Una de las desgracias de esta pandemia es que carece de dimensión trágica, apenas es capaz de generar alguna mitología, aparte de la de los abnegados médicos y enfermeros robando horas al sueño y exponiéndose al contagio. En esta “guerra” estamos encogidos, retráctiles, pasivos y obedientes, y no hay lírica. El tipo libertario que se sale de las filas, el que se rebela contra la autoridad, aquí no hace figura de héroe sino de imbécil. (Véase Los exentos). En esta circunstancia no es fácil generar ninguna mitología que dignifique nuestra desairada situación. Ningún relato de grandeza o de heroísmo que pueda servir como placebo consolador o para contar a nuestros nietos, en caso de tenerlos o esperarlos. ¿Y qué les vas a decir? “Fue terrible, tuve que quedarme todo el día en casa. Y luego, ir a todas partes con mascarilla. ¡Y venga lavarme las manos! Y… ah, sí, también me arruiné.”? Te responderá el nietecito: “¡Puá!”
Para darle cierta dimensión legendaria a esta triste pandemia yo modestamente sugiero potenciar la figura del “supercontagiador”, del que inexplicablemente se habla poco, aunque es característico del coronavirus y presenta interesantes resonancias literarias, dentro del género del “terror”.

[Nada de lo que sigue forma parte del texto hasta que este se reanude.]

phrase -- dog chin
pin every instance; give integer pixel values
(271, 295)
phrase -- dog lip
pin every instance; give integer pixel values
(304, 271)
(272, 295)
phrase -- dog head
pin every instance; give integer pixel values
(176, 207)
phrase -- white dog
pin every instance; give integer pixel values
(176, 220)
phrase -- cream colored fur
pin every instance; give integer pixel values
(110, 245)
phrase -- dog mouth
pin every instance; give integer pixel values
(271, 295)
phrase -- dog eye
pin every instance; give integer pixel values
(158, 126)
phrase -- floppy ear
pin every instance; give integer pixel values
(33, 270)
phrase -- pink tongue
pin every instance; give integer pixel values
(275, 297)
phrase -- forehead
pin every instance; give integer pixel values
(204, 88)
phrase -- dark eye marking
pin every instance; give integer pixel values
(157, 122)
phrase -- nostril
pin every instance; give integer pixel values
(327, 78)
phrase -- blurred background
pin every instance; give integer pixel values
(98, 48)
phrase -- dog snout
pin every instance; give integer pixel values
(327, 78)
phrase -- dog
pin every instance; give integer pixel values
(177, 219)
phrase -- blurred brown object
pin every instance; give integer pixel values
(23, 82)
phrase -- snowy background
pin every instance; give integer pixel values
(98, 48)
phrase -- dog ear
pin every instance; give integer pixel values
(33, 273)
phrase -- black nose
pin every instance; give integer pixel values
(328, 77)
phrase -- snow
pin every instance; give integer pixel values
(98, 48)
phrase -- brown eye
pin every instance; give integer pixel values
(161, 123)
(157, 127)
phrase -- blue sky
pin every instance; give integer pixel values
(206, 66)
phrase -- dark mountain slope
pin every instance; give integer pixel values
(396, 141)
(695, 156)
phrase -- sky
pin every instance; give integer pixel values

La más famosa supercontagiadora hasta la fecha se remonta al mes de febrero: es la llamada “paciente 31”, una beata de 61 años de una ciudad de Corea del Sur, perteneciente a la secta cristiana Shincheonji, que continuó haciendo vida normal, o sea asistiendo a misas, bodas y funerales y visitando a enfermos en dos hospitales, pese a que presentaba síntomas de la enfermedad y fiebre alta.
Hubo, mediado el verano, un supercontagiador en una planta cárnica de Gütersloh (oeste de Alemania) que diseminó la enfermedad nada menos que entre 2.100 personas. Parece que era un trabajador de origen rumano, lo cual está muy bien porque le da al caso cierta resonancia carpática, draculina.
El mes pasado, en Garmisch-Partenkirchen, una idílica localidad turística bávara a los pies de los Alpes, una estadounidense de 26 años llamada Yasmin A. que tenía síntomas de la enfermedad, en vez de respetar la cuarentena fue a trabajar al hotel que la empleaba, y luego salió de fiesta por las discotecas: infectó a medio pueblo, que ahora está sumido en el miedo.
Por norma general, según el perfil médico-sociológico que se ha dibujado, el supercontagiador no suele ser una persona adusta, solitaria y hogareña, cuyo potencial contagioso se queda estéril por falta de contacto, sino al contrario, una persona extrovertida, expansiva, que se relaciona con mucha gente, que le gusta “ir a los sitios” y hablar con todo el mundo. Asiste a ceremonias multitudinarias, a banquetes, a fiestas. Va con la sonrisa por delante, aunque a lo mejor por dentro arda de fiebre. Perfiles como este en España tenemos muchísimos, y seguro que aquí tenemos tantos supercontagiadores como en Alemania o Corea, por lo menos, si no más. Pero como tecnológicamente vamos retrasados, pues no se ha identificado a ninguno en concreto. Es una lástima.
En muchos casos, lo curioso del supercontagiador es que sabe, o los síntomas le hacen sospechar, que está infectado, pero eso no le frena en sus expansiones; al contrario, incluso parece que le impulsa a multiplicar febrilmente --nunca mejor dicho-- su actividad social. ¿Cómo se explica esto? Puede ser que el temor a permanecer solo luchando contra el virus le empuje a “compartirlo” con otros. Puede ser que quiera diseminarlo por un oscuro rencor a la humanidad. Puede ser que no quiera reconocer que está enfermo, creyendo supersticiosamente que si no lo admite y sigue comportándose alegremente, no lo estará.
Veo al supercontagiador como al “hombre de la multitud” en el famoso cuento. El narrador, o sea Edgar Allan Poe, seguía por la calle a un hombre intrigante que parecía ir sin rumbo fijo, hasta que al final comprende que aquel hombre va siempre en pos de las multitudes, para mezclarse con ellas. Cuando la calle está a rebosar, el hombre parece diligente, animoso, pimpante. Cuando la gente se dispersa y desaparece, por ejemplo a la hora de comer, y las calles quedan vacías, aquel extraño “hombre de la multitud” demora el paso, parece perder vitalidad, parece encoger... hasta que llega a alguna avenida concurrida, o llega la hora en que abren los teatros, y entonces alarga el paso, apresurándose a sumarse a los flujos de la gente. Es un personaje inquietante, ominoso. No cabe duda de que el genio visionario de Poe inventó en ese cuento al primer supercontagiador.